Nesse século, como no actual, os fastos da afamada ordem de Cristo e do seu convento monumental apenas se limitaram a comemorar, como acontecimentos prósperos, a visita de príncipes; e, entre os adversos, os estragos que padeceu o edifício pela invasão dos franceses no ano de 1810, e por ocasião da sua retirada no ano seguinte. As cadeiras do coro, obra magnifica e de muito primor artístico, mandadas fazer por el rei D. Manuel, foram inteiramente destruídas e queimadas, servindo aos soldados de lenha para se aquecerem e fazerem a comida. Desapareceram alguma alfaias preciosas, que os freires não puderam levar consigo quando abandonaram apressadamente o convento á aproximação do inimigo. E no arquivo também foram grandes as perdas, desencaminhando-se muitos documentos valiosíssimos.
Desde então a decadência da ordem foi acompanhada da decadência do edifício. Tendo sido relaxada a clausura por uma reforma levada a efeito anteriormente àquele sucesso, e da qual fora encarregado o principal Castro, os freires vendo-se com liberdade de viverem fora do convento, principiaram a descurar u sua conservação, que pela vastidão do edifício era difícil e mui dispendiosa.

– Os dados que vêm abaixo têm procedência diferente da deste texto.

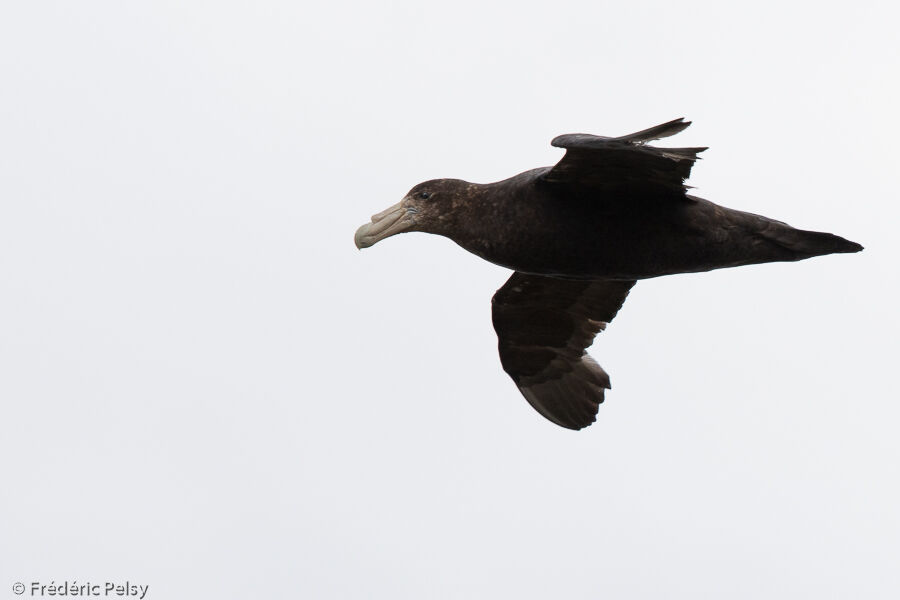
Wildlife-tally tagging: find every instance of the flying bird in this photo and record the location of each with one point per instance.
(578, 236)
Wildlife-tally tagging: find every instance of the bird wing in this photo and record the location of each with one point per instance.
(544, 326)
(625, 166)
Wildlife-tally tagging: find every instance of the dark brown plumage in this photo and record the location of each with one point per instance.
(579, 234)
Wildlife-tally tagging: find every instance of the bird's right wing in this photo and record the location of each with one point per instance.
(625, 167)
(544, 326)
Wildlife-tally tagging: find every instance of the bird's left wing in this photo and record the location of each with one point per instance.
(544, 326)
(625, 167)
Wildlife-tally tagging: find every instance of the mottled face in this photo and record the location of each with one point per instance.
(429, 206)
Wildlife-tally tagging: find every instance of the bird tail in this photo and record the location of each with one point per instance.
(805, 244)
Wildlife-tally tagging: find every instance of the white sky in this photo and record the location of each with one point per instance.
(206, 388)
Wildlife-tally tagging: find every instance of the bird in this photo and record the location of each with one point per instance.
(578, 236)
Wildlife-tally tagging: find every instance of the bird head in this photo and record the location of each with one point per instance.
(429, 207)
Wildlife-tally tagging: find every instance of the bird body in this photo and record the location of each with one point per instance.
(579, 234)
(574, 235)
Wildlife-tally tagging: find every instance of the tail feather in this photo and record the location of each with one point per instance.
(812, 243)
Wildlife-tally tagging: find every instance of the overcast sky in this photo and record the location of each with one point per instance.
(205, 388)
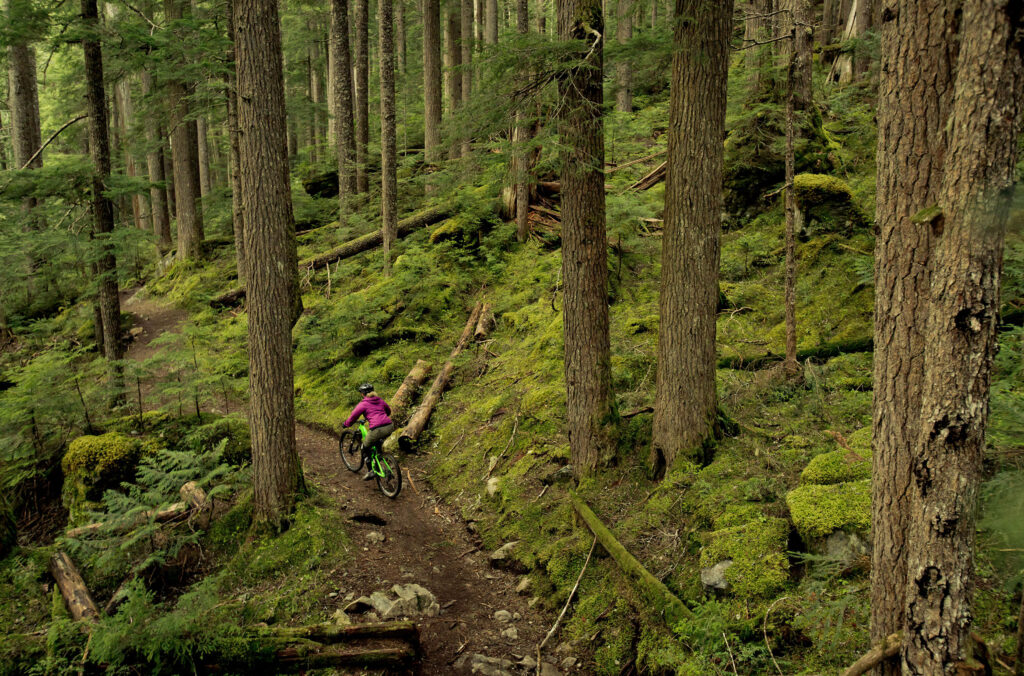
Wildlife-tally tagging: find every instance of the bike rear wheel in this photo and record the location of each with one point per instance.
(389, 478)
(350, 448)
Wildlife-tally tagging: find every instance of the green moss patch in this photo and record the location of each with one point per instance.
(758, 552)
(818, 510)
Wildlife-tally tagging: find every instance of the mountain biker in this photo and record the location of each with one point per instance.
(376, 411)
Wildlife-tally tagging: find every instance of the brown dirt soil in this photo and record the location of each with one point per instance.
(426, 542)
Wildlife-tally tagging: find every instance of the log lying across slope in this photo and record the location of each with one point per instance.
(350, 248)
(406, 436)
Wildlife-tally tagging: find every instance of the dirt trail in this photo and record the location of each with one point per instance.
(426, 542)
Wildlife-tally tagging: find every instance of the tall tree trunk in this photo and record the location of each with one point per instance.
(432, 81)
(361, 93)
(342, 75)
(963, 319)
(520, 168)
(102, 209)
(155, 166)
(238, 212)
(187, 192)
(686, 404)
(272, 283)
(399, 36)
(453, 61)
(491, 35)
(919, 54)
(467, 62)
(795, 22)
(205, 179)
(389, 179)
(624, 71)
(590, 404)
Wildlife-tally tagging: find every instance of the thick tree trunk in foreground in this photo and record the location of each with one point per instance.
(361, 93)
(960, 345)
(590, 405)
(184, 149)
(272, 284)
(341, 75)
(155, 165)
(403, 396)
(914, 94)
(102, 209)
(80, 603)
(389, 177)
(686, 402)
(238, 215)
(624, 71)
(432, 81)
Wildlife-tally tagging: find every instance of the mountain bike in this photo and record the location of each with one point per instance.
(383, 465)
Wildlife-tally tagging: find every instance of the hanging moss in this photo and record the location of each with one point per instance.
(758, 553)
(818, 510)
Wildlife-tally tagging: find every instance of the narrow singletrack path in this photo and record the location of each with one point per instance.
(426, 542)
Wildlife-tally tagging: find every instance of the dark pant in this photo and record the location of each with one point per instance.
(376, 435)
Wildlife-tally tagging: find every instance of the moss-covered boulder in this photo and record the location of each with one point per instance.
(817, 511)
(757, 550)
(827, 205)
(97, 463)
(837, 467)
(233, 433)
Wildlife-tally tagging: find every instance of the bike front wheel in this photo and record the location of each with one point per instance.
(350, 448)
(389, 476)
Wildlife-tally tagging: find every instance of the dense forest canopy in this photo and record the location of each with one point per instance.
(690, 336)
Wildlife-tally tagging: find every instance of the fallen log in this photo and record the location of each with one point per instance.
(887, 649)
(402, 398)
(159, 515)
(825, 351)
(485, 324)
(404, 437)
(349, 249)
(653, 591)
(73, 588)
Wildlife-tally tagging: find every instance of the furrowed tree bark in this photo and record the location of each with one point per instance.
(272, 281)
(155, 166)
(361, 93)
(231, 93)
(919, 53)
(403, 396)
(389, 177)
(590, 404)
(341, 76)
(453, 61)
(351, 248)
(73, 588)
(686, 403)
(624, 71)
(467, 64)
(969, 228)
(184, 145)
(102, 209)
(521, 137)
(406, 436)
(432, 82)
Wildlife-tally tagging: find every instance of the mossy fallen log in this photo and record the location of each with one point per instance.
(349, 249)
(402, 398)
(406, 437)
(653, 591)
(73, 588)
(826, 351)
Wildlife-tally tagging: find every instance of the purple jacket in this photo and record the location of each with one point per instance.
(375, 409)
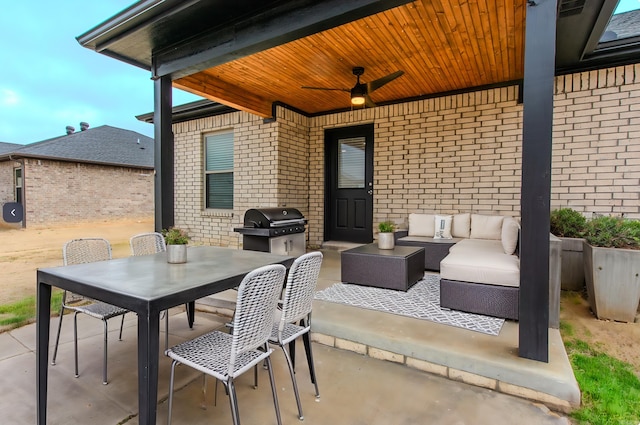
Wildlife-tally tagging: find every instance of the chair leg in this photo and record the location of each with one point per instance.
(293, 381)
(121, 326)
(75, 340)
(55, 350)
(104, 359)
(166, 330)
(233, 401)
(312, 369)
(204, 392)
(173, 371)
(292, 353)
(274, 391)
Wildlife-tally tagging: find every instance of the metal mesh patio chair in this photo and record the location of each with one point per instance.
(148, 244)
(295, 320)
(78, 251)
(226, 356)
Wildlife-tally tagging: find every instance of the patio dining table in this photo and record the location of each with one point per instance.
(145, 285)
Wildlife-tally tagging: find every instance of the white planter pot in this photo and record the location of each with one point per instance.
(612, 278)
(176, 254)
(386, 241)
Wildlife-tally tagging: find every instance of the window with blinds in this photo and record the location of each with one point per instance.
(219, 170)
(351, 163)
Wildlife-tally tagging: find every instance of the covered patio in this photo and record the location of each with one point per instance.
(258, 58)
(354, 388)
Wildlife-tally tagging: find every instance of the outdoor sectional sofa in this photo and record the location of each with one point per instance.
(477, 257)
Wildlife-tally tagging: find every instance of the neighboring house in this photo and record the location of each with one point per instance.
(98, 173)
(9, 190)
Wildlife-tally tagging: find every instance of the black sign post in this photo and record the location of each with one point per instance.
(12, 212)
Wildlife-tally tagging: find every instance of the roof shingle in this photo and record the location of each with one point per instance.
(100, 145)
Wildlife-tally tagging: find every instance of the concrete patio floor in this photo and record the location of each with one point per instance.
(382, 387)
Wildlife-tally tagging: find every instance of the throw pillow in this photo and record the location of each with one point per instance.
(461, 225)
(421, 225)
(442, 227)
(486, 226)
(510, 230)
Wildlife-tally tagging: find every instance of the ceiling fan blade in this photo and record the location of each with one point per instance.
(324, 88)
(376, 84)
(368, 102)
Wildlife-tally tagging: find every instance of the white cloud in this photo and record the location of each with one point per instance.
(8, 97)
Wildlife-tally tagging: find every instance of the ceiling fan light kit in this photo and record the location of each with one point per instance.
(360, 92)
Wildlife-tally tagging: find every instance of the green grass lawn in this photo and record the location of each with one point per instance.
(610, 388)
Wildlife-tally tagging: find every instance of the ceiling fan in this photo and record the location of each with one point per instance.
(360, 92)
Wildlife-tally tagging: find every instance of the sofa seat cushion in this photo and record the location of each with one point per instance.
(481, 261)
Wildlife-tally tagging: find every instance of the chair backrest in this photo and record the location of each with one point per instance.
(147, 243)
(256, 304)
(300, 288)
(86, 250)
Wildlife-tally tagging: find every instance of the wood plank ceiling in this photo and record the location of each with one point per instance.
(441, 46)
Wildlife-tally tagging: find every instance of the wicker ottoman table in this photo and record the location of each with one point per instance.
(399, 268)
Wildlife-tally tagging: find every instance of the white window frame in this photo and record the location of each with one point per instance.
(218, 170)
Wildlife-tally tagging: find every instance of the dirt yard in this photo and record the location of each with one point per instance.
(22, 251)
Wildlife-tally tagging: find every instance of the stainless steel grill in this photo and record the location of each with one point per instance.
(277, 230)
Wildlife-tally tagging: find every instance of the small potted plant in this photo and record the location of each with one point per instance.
(612, 267)
(176, 240)
(386, 238)
(569, 225)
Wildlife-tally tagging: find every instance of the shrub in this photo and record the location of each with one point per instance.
(567, 223)
(386, 227)
(175, 236)
(613, 232)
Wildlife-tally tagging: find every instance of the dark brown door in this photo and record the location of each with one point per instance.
(349, 184)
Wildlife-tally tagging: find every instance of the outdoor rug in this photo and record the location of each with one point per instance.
(422, 301)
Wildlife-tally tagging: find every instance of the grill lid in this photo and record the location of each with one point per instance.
(273, 217)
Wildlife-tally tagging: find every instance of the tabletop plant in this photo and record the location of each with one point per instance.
(175, 236)
(567, 223)
(386, 227)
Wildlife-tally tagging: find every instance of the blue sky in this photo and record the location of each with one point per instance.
(49, 81)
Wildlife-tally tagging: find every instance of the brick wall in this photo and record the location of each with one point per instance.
(6, 181)
(58, 192)
(596, 136)
(449, 154)
(271, 169)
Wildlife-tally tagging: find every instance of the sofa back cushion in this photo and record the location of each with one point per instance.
(461, 225)
(486, 226)
(422, 224)
(510, 231)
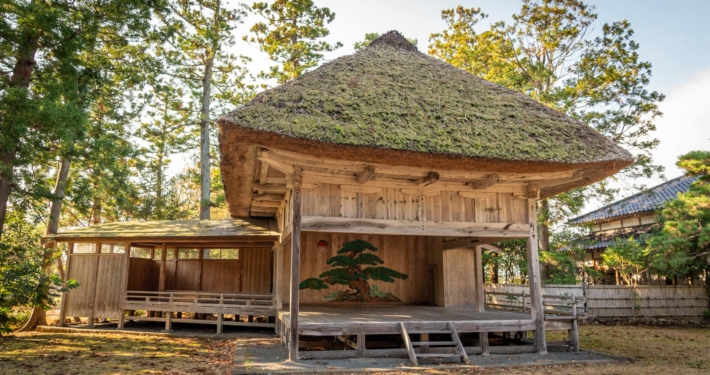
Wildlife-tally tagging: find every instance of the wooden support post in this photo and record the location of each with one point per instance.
(538, 313)
(360, 350)
(168, 321)
(295, 265)
(97, 254)
(424, 337)
(220, 317)
(478, 282)
(63, 303)
(163, 257)
(483, 337)
(124, 284)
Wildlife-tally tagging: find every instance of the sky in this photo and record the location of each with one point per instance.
(673, 36)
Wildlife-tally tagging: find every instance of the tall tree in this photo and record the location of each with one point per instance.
(167, 134)
(39, 42)
(682, 246)
(548, 52)
(197, 35)
(291, 36)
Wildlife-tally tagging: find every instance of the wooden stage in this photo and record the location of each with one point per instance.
(464, 330)
(371, 320)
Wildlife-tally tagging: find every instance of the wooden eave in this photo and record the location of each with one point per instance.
(269, 178)
(181, 233)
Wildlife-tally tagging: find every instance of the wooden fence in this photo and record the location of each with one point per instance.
(610, 301)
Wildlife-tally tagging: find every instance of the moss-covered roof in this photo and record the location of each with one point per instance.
(391, 96)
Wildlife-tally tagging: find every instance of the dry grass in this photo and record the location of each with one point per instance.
(47, 354)
(664, 351)
(655, 350)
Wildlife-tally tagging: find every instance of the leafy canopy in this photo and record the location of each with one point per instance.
(548, 52)
(290, 36)
(682, 246)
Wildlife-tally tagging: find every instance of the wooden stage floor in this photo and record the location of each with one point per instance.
(349, 320)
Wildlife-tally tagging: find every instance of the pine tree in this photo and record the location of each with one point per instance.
(548, 52)
(347, 269)
(193, 42)
(290, 36)
(369, 37)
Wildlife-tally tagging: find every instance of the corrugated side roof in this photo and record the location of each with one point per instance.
(646, 201)
(605, 238)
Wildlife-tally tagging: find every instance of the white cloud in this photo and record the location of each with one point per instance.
(685, 125)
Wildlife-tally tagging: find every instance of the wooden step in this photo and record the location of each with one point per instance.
(434, 343)
(438, 355)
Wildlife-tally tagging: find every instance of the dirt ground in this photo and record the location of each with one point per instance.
(49, 354)
(655, 350)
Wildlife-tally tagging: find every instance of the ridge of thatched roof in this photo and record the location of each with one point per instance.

Assim começou a arruinar-se antes de ser desabitado; mas logo que ficou devoluto, pela extinção das ordens religiosas em 1834, as devastações dos homens e as injurias do tempo tem estendido a ruína a quase todas as partes daquele grandioso edifício. E estaria hoje todo por terra, sem dúvida com irreparável perda para a historia e para as artes, e com grande vergonha para este país, se não fossem os esforços, desvelos e perseverança do sr. conde de Tomar. Tendo comprado ao estado, em 1843, a cerca do convento e uma pequena porção deste, em tempo que era ministro do reino, cuidou logo em salvar da ultima destruição a parte do edifício que é monumento de arte e pertencia e ainda pertence á nação. Depois, aproveitando- se, a prol do monumento, da visita com que ali o honraram em 1843 suas majestades e altezas, a sra. D. Maria e el rei o sr. D. Fernando, e os dois príncipes que sucederam no trono áquelta soberana, projectou dar começo a obras, não só de reparação e conservação, mas também com que pouco a pouco se fosse restaurando, como se praticava no edifício da Batalha. Os acontecimentos políticos que sobrevieram obstaram a que tal projecto se efectuasse. Porém, desde que as paixões partidárias se foram acalmando, não tem cessado de requerer dos poderes públicos providências para a conservação de tão venerando edifício. E se não tem conseguido quanto seria para desejar, é certo que alguma coisa tem obtido, de que se estão vendo excelentes resultados.